As many as 30 million of the poorest Americans could be excluded from Medicaid, the government health care program for the poor and disabled, largely because of errors in state numbers. Poverty experts say the government in Washington is not doing enough to prevent it.
States are conducting a broad reassessment of the 94 million people enrolled in Medicaid, which also serves millions of people in nursing homes. A wave of different problems has emerged across the country, including phone wait times in Florida, confusing official forms in Arkansas, and children wrongly excluded from coverage in Texas.
Attorney Trevor Hawkins has helped hundreds of people navigate difficult Medicaid procedures in Arkansas, as state officials scramble to “quickly disenroll” about 420,000 people in six month. He criticized problems with the process in Arkansas, such as forms that incorrectly tell beneficiaries they must reapply for benefits from the US Centers for Medicare and Medicaid Services (CMS) instead of anew. just listen to it. Medicare is the medical assistance program for the elderly.
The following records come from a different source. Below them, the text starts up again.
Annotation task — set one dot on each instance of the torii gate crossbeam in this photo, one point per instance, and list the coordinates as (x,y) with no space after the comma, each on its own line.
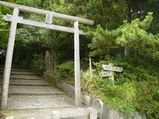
(49,15)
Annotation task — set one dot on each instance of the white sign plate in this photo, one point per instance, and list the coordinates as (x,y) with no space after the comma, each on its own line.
(105,74)
(111,68)
(107,67)
(118,69)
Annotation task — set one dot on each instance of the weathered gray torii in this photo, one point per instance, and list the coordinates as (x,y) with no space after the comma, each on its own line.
(49,15)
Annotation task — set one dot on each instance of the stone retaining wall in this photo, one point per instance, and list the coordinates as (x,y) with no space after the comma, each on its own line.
(105,111)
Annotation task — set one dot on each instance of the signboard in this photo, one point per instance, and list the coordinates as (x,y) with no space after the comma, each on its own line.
(118,69)
(107,67)
(105,74)
(112,68)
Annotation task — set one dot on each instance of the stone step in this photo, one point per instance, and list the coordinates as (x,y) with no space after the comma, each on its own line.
(34,90)
(39,101)
(22,76)
(28,82)
(82,113)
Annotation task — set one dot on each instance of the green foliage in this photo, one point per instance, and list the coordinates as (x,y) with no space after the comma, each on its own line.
(129,36)
(3,28)
(136,88)
(66,70)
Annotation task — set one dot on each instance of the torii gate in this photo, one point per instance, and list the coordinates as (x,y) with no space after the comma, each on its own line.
(49,15)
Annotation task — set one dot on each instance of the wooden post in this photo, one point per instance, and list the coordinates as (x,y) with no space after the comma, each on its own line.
(55,115)
(90,67)
(9,57)
(112,72)
(77,64)
(93,113)
(48,18)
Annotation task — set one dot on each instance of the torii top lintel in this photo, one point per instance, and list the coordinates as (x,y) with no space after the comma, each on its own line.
(44,12)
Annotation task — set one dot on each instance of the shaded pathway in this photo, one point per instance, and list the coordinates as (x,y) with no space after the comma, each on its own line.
(31,97)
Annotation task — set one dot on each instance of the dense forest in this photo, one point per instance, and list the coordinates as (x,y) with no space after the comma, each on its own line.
(125,33)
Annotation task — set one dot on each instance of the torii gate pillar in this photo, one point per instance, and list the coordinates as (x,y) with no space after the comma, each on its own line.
(8,61)
(77,64)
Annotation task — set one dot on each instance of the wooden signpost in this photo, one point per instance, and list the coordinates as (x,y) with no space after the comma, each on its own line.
(110,70)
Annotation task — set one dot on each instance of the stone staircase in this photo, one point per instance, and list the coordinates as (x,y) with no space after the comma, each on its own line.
(31,97)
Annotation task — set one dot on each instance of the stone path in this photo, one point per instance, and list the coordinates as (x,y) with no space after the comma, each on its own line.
(31,97)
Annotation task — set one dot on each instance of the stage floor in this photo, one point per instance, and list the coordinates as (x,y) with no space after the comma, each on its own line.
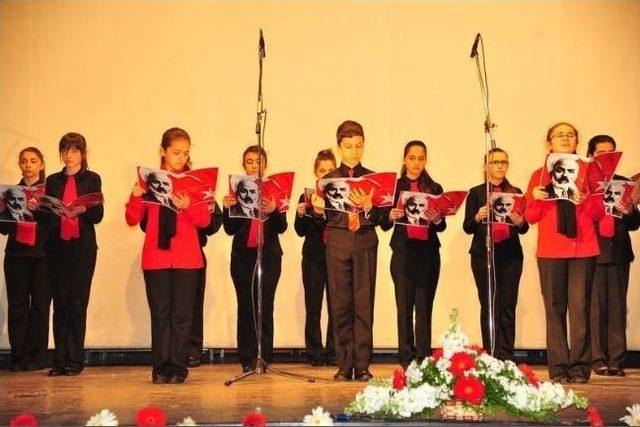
(205,398)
Nothing has changed, he said.
“They asked, but they didn’t tell us what happened,” Hawkins said of CMS. “These should be red flags. If there’s ever a situation where CMS should intervene, it’s Arkansas.
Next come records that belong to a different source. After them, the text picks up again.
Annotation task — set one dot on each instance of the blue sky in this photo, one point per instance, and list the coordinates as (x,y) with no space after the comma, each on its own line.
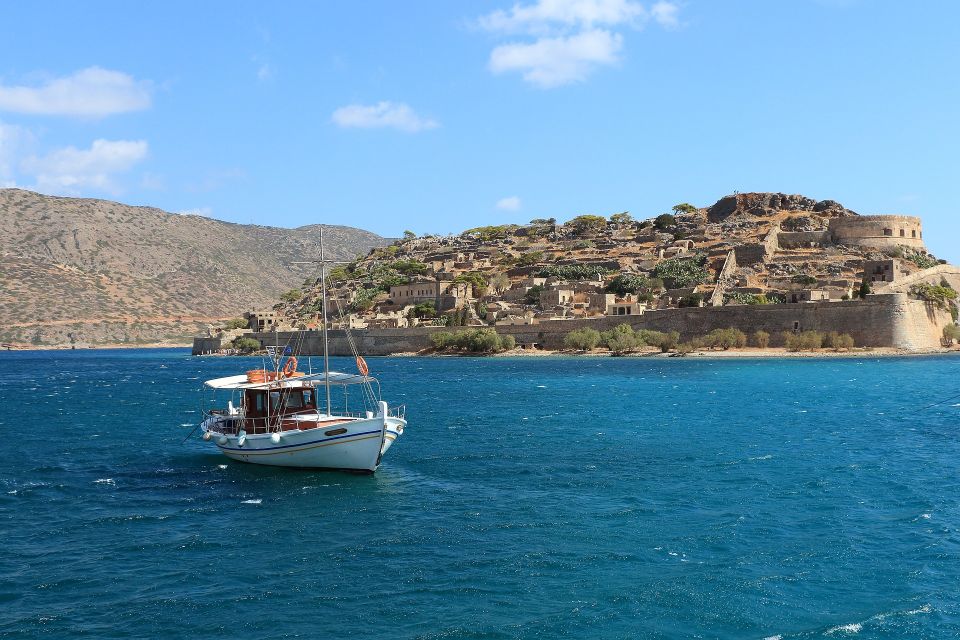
(439,116)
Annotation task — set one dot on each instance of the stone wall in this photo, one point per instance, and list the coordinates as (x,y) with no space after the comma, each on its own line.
(890,320)
(879,232)
(803,239)
(933,275)
(205,345)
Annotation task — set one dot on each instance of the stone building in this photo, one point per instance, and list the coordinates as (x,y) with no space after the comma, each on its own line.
(627,306)
(556,297)
(445,295)
(878,232)
(808,295)
(261,320)
(881,270)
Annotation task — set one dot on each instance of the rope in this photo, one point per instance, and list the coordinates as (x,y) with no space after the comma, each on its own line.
(936,404)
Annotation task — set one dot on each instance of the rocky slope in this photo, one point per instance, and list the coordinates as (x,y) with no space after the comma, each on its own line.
(727,253)
(94,271)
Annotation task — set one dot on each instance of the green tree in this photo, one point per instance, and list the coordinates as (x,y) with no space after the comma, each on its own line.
(582,339)
(532,296)
(951,332)
(500,282)
(626,283)
(664,221)
(245,345)
(530,258)
(586,224)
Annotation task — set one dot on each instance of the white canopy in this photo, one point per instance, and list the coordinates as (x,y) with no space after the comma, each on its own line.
(240,382)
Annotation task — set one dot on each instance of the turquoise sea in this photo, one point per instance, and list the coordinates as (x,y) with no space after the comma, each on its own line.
(529,498)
A dozen activists across the country detailed the problems they encountered helping the 10 million people disenrolled in Medicaid. Others argue that systemic problems are being overlooked.
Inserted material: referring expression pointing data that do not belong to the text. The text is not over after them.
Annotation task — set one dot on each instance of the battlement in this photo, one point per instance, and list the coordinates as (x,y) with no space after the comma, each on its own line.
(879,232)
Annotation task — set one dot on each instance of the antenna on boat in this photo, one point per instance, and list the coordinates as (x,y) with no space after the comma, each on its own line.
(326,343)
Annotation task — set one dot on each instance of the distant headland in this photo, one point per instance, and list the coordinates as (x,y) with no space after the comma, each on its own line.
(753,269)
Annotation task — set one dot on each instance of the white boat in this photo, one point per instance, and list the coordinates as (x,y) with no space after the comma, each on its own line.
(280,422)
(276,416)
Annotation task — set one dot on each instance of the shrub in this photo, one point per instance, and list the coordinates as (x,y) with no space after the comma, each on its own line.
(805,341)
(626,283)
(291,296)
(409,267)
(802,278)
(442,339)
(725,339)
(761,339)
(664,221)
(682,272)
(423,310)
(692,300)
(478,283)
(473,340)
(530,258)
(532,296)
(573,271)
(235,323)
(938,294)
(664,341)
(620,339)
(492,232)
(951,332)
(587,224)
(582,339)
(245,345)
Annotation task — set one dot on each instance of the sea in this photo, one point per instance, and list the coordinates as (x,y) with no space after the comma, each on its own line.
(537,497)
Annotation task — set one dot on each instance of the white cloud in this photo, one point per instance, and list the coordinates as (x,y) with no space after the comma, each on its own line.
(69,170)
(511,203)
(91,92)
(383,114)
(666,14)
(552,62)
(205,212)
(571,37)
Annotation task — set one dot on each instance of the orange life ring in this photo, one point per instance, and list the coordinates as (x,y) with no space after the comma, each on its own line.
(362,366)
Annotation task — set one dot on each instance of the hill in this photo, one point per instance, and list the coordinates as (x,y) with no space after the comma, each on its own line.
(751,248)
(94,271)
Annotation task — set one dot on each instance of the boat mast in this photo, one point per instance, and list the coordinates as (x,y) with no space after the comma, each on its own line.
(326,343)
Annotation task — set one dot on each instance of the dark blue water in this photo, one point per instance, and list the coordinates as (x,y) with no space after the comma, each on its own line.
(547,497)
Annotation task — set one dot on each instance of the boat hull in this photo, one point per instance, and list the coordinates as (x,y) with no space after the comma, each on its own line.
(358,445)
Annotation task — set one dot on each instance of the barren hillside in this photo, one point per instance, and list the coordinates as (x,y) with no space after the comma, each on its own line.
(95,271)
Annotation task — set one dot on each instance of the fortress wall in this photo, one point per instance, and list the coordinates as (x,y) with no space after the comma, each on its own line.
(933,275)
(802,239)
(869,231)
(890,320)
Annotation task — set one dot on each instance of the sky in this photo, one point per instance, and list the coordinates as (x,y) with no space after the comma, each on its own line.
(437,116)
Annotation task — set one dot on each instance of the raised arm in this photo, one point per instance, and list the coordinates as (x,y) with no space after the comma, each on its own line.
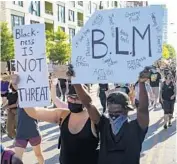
(143,112)
(87,102)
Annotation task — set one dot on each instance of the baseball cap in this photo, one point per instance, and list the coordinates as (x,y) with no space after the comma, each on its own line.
(121,98)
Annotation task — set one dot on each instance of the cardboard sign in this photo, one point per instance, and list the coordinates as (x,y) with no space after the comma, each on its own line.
(3,67)
(31,65)
(58,70)
(115,45)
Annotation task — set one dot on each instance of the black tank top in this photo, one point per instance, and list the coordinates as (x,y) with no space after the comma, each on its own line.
(168,91)
(80,148)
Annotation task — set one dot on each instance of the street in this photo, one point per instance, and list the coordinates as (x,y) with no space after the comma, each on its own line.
(158,147)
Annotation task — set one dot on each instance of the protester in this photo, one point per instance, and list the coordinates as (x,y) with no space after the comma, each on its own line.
(155,84)
(4,90)
(149,91)
(63,87)
(167,98)
(79,138)
(123,88)
(103,88)
(121,139)
(8,157)
(11,107)
(28,132)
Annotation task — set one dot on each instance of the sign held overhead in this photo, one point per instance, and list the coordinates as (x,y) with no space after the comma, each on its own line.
(115,45)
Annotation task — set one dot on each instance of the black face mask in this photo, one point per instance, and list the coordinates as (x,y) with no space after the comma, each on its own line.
(13,90)
(75,108)
(114,117)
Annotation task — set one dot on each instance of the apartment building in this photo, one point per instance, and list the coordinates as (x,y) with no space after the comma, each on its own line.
(70,16)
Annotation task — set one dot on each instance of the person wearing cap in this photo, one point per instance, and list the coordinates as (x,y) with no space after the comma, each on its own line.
(120,139)
(155,80)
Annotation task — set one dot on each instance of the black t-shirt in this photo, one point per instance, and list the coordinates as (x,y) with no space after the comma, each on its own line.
(155,79)
(12,98)
(125,148)
(123,89)
(62,83)
(103,87)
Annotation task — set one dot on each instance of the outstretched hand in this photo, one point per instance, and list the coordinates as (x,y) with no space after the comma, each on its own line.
(145,75)
(15,79)
(70,72)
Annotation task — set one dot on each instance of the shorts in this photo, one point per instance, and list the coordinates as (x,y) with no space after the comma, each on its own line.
(24,142)
(168,106)
(4,95)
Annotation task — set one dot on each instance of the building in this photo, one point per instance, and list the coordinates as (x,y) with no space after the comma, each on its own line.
(70,16)
(165,23)
(136,3)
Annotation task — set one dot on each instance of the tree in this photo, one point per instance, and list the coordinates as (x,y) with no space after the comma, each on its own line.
(171,50)
(7,43)
(58,48)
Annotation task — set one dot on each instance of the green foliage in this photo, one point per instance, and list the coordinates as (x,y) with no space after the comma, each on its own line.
(58,48)
(7,43)
(168,51)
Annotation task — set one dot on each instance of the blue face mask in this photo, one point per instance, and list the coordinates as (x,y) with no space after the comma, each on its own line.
(117,122)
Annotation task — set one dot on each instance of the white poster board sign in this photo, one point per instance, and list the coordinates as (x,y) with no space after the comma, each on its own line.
(115,45)
(31,65)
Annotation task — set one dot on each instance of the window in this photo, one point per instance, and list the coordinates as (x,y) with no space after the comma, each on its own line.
(94,7)
(71,15)
(71,34)
(34,8)
(17,20)
(33,22)
(72,3)
(115,4)
(61,14)
(19,3)
(80,3)
(62,28)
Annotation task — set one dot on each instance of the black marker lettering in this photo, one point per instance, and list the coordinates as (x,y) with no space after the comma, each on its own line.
(30,78)
(33,94)
(19,64)
(142,37)
(98,42)
(25,54)
(40,66)
(31,49)
(117,44)
(30,65)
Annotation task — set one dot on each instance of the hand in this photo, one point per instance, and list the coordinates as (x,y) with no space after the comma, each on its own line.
(15,79)
(70,72)
(144,75)
(172,97)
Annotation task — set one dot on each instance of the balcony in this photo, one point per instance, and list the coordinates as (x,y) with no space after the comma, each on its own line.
(49,26)
(80,21)
(48,8)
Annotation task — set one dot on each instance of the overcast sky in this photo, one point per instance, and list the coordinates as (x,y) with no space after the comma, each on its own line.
(172,18)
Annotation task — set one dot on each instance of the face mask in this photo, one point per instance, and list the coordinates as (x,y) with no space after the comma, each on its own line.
(75,108)
(117,122)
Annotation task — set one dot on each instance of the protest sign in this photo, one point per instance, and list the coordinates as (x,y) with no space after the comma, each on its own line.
(3,67)
(31,65)
(115,45)
(58,70)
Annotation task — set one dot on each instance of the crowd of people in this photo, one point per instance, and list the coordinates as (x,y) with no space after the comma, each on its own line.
(88,135)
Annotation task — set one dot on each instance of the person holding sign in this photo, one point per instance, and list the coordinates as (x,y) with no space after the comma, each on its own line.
(79,138)
(121,139)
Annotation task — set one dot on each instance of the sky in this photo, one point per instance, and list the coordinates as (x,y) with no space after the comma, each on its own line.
(172,18)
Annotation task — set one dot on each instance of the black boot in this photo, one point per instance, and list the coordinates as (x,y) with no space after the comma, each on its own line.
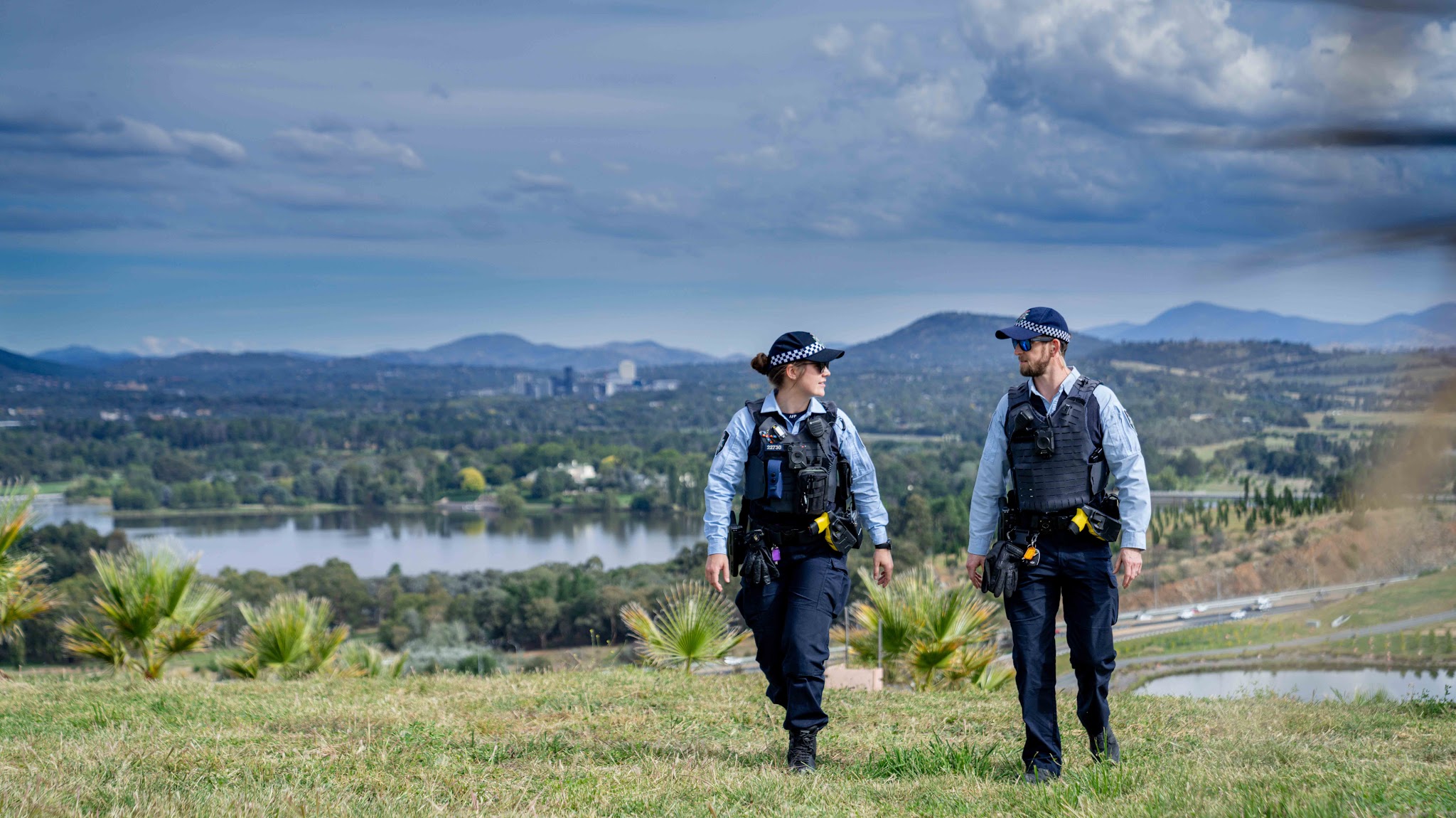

Last year, Congress repealed a measure that prohibited states from excluding people from Medicaid during the pandemic and required them to reassess the status of each enrollee the following year. But the Democratic-controlled Congress gave Health Secretary Xavier Becerra the power to fine states that improperly terminated beneficiaries. But the Health Department did not disclose the problems it found.
Months ago, the agency temporarily halted the reductions in 14 states, but did not explain which states or for what reasons.